Proteins like snakes can wrangle DNA, It turns out that snake winding, often used as a symbol of medical knowledge, is more than enough. They also imitate the key to life itself. Biological Physics (CTBP) began an in-depth look at the dynamics of the major proteins that help DNA in chromosomes fold into functional and compact forms.
They found that the main protein coils also wrapped around each other and changed like snakes when they formed larger loops in DNA.
The loops in turn integrate DNA sites that regulate the transcription of genetic messages. Because the contours and functions are better understood, no one can carefully examine the condensin protein and cohesine that make up DNA. Proteins like snakes can wrangle DNA.

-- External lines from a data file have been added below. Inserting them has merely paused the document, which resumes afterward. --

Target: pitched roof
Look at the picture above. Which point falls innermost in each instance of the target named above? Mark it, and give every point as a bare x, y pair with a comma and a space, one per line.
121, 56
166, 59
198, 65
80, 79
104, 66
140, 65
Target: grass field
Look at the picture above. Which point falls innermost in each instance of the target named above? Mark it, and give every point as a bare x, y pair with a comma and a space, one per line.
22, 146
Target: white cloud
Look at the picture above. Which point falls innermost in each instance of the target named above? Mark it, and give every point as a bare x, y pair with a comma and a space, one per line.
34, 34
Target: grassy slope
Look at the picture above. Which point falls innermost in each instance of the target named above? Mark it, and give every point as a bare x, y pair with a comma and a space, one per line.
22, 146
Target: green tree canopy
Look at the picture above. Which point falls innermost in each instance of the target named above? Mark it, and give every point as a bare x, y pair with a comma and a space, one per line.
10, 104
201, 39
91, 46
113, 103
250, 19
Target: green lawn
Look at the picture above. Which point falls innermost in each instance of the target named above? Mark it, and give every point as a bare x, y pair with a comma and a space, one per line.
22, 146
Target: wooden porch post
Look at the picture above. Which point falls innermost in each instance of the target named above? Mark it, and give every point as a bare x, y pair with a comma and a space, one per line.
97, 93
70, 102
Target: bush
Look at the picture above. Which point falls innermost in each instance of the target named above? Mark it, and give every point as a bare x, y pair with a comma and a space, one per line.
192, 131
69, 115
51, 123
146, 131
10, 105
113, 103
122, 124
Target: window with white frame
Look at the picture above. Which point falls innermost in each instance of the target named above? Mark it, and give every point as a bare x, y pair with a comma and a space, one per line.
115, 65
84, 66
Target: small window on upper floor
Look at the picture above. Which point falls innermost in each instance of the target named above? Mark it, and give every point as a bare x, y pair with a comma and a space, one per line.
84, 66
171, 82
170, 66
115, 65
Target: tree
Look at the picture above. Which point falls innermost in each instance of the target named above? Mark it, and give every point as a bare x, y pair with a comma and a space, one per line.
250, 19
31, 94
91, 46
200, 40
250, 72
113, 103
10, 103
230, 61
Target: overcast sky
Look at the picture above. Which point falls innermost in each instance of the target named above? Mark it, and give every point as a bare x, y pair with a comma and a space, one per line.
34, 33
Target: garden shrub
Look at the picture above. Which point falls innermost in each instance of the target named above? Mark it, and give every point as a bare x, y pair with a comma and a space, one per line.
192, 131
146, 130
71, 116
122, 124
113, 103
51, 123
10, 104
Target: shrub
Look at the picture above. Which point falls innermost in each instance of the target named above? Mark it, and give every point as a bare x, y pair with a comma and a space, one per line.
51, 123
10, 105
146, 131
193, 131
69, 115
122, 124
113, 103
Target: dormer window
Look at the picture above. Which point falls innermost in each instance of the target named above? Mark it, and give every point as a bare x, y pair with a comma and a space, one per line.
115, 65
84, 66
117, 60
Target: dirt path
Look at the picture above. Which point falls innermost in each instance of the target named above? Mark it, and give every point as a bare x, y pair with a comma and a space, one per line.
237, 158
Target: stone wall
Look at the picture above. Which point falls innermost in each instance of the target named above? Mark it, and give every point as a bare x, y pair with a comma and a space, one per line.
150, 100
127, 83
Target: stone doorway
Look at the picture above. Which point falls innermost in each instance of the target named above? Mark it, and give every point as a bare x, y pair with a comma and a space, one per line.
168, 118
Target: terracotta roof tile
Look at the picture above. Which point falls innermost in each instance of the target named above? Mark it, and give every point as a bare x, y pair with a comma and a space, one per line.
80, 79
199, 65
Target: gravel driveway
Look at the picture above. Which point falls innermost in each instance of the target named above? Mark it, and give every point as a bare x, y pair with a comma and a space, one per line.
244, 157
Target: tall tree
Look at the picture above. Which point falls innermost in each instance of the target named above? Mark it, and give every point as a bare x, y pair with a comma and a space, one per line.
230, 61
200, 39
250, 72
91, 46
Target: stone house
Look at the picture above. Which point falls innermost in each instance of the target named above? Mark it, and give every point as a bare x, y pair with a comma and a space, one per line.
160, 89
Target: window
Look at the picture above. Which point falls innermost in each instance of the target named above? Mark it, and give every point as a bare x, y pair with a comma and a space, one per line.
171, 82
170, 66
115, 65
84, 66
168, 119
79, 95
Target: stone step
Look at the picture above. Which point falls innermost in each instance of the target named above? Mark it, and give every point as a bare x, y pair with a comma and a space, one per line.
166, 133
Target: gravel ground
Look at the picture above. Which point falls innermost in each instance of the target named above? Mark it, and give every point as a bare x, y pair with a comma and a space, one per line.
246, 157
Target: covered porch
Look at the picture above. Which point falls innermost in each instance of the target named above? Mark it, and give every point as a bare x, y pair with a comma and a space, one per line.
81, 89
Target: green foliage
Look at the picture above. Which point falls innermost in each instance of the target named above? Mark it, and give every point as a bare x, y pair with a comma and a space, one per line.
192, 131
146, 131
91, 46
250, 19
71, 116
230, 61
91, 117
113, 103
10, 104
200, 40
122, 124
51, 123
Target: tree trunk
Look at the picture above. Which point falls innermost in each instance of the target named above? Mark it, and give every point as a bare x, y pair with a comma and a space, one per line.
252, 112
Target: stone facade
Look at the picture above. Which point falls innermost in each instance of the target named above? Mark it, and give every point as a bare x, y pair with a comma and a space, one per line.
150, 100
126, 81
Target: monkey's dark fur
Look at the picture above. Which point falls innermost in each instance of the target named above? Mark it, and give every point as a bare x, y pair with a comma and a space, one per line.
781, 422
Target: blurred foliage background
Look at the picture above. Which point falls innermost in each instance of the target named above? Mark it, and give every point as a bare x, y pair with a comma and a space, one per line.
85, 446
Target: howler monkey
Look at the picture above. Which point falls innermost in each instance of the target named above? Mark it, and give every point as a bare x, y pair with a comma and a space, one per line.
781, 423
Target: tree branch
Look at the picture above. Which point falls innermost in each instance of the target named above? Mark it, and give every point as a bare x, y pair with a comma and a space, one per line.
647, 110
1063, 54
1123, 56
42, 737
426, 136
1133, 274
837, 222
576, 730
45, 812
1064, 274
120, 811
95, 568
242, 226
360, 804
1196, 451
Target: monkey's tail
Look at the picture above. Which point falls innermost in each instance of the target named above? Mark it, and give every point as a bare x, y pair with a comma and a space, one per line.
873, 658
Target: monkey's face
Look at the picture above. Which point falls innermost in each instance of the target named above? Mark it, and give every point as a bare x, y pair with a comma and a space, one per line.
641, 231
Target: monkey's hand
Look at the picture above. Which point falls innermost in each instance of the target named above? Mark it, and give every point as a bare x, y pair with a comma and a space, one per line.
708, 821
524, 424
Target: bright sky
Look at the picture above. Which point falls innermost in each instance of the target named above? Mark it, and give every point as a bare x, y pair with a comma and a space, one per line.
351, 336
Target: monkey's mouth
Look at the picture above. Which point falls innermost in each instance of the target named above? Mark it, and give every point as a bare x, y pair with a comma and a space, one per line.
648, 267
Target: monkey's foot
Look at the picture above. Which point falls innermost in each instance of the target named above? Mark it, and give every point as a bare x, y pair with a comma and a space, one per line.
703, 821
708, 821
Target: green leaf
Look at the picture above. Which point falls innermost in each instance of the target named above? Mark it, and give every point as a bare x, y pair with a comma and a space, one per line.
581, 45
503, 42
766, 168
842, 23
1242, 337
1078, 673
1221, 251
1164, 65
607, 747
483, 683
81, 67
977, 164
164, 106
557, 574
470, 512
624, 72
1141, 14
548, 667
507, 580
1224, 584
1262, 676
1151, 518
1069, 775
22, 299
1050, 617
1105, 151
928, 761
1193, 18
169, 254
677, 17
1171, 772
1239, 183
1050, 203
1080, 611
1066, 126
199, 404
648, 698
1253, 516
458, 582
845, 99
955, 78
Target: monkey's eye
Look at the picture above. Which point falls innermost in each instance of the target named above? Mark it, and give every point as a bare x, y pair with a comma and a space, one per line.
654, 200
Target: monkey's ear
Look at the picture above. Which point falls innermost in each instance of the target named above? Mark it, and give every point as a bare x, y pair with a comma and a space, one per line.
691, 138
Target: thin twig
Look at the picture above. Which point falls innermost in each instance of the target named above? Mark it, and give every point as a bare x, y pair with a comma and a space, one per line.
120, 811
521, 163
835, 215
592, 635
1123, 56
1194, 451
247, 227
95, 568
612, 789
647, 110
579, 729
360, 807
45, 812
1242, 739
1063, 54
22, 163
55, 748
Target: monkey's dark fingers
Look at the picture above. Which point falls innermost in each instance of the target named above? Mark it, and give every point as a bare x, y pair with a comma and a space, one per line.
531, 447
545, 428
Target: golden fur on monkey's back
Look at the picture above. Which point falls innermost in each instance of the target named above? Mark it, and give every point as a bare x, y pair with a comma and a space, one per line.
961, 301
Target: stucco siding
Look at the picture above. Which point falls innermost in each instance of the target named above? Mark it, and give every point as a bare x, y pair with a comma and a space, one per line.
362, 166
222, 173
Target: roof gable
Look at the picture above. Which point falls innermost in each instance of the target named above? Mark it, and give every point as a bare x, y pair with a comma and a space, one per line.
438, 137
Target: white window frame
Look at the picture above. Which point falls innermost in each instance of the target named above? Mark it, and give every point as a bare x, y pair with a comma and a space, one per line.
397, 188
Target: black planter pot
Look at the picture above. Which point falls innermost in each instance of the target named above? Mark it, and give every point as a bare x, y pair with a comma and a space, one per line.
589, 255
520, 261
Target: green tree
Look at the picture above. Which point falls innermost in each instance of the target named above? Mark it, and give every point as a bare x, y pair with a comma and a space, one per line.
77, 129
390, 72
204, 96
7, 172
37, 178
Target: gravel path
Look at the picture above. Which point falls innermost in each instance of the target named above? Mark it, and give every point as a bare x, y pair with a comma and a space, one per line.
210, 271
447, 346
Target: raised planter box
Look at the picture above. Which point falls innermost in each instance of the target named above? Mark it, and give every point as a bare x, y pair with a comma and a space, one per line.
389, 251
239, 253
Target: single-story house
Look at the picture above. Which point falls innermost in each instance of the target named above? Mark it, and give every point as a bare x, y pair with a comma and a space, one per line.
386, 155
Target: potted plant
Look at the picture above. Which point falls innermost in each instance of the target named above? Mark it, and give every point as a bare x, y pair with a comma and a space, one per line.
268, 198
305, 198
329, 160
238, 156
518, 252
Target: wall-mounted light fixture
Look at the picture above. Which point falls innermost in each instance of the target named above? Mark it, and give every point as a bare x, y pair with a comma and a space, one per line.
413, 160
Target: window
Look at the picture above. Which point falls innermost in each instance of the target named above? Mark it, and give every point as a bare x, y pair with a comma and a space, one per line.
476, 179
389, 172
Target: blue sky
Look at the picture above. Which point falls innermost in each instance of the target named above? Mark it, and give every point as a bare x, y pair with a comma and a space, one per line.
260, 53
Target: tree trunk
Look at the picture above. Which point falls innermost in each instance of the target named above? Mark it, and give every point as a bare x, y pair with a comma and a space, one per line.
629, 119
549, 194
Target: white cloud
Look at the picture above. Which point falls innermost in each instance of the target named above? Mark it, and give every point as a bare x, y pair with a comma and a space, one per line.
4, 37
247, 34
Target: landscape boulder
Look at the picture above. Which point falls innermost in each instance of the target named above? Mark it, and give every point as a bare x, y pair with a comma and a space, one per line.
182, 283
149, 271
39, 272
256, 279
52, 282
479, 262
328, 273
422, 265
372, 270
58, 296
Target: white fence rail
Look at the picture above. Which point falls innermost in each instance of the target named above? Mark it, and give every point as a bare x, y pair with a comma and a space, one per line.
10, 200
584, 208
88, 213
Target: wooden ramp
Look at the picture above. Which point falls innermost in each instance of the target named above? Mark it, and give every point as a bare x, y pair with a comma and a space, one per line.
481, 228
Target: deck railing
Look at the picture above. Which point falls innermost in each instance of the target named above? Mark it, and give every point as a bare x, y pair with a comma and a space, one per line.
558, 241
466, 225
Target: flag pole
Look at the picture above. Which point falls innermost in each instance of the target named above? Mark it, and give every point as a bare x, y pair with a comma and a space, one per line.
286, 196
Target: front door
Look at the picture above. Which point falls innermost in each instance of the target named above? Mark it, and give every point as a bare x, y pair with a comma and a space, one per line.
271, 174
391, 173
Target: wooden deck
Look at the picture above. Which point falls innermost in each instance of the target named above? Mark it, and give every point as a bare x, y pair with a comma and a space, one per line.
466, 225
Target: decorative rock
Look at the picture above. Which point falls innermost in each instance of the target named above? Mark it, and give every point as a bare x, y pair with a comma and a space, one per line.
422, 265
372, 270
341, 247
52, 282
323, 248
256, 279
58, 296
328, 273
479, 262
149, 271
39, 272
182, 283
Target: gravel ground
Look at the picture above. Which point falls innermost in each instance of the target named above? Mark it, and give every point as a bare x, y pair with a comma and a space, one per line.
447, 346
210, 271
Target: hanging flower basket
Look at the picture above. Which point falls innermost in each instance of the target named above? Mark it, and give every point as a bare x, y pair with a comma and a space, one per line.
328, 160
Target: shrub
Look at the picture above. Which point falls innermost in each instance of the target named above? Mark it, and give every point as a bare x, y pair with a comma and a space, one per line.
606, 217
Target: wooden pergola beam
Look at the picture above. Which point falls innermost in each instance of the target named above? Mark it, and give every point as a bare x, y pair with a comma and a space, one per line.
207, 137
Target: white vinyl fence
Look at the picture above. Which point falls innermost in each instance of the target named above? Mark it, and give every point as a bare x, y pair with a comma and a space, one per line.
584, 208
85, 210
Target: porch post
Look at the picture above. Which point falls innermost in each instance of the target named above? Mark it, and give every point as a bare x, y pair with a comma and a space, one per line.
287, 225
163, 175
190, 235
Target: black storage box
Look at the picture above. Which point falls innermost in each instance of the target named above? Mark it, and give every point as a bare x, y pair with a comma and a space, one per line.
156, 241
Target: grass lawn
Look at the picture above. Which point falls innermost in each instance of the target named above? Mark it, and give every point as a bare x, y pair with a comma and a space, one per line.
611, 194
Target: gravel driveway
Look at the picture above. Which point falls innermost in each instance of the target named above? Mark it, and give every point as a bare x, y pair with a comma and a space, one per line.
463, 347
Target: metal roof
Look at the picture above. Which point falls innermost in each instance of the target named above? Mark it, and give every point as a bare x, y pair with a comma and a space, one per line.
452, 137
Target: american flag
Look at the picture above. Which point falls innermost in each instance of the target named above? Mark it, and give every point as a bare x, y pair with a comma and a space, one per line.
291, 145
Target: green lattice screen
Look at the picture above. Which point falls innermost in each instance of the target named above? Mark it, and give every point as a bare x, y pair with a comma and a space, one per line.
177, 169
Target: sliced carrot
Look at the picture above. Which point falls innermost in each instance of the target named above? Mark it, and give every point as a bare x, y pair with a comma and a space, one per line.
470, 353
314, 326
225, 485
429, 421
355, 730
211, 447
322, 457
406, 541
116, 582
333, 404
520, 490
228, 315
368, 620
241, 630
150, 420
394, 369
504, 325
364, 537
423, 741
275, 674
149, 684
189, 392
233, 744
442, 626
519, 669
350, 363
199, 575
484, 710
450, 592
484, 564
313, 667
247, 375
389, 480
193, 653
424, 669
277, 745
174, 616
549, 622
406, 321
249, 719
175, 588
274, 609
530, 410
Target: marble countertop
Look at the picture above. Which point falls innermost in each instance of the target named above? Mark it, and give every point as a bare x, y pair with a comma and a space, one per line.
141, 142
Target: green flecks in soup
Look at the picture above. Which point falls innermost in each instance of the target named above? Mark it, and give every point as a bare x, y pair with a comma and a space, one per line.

They found that this protein had a ring-shaped salmon consisting of two 35 nm rolls of protein. They end at one end on a pair of “head” motors connected to DNA coils and at the other end on “hinges” that should open and close to take strands.
Laboratory simulations show that this wound wound is not entangled.
This project is one of the biggest challenges to the group modeling method, which in this case combines the direct binding analysis (DCA) of the joint evolution of the sequence of proteins combined and the strength of atoms in proteins, which determine their shape and function.
To complement the structure with less evolutionary clues, this group uses the AWSEM algorithm developed by Wolynes and colleagues to determine the functional structure that is fully folded from a large number of atomic forces in a protein.
Using the same DCA approach in combination with structural simulations, we are now investigating condensation and cohesion that occur in humans. With this method, we can predict structures, but real force fields are needed to understand the details of their dynamics, Onucic said. Based on the structure originally planned, we conducted a simulation by AWSEM. This simulation shows entanglement
The models also show that the DNA-binding ATPase motor can change evenly.
The next step, researcher said, would be to test a larger double-stranded DNA system, a more realistic representation, to see if the turning was correct. These efforts will be part of a larger effort in the CTBP to extend the theory of protein folding to a much larger chromosome dynamics problem.
Researchers have indicated that this will be one of the main objectives of the Center’s work in the future.
This molecule, and how it stings in DNA, is a big part of many of the projects we do on chromosomes, researchers say.
There are many diseases that arise from chromosomal disorganization, and we want to better understand the mechanism of chromosome formation.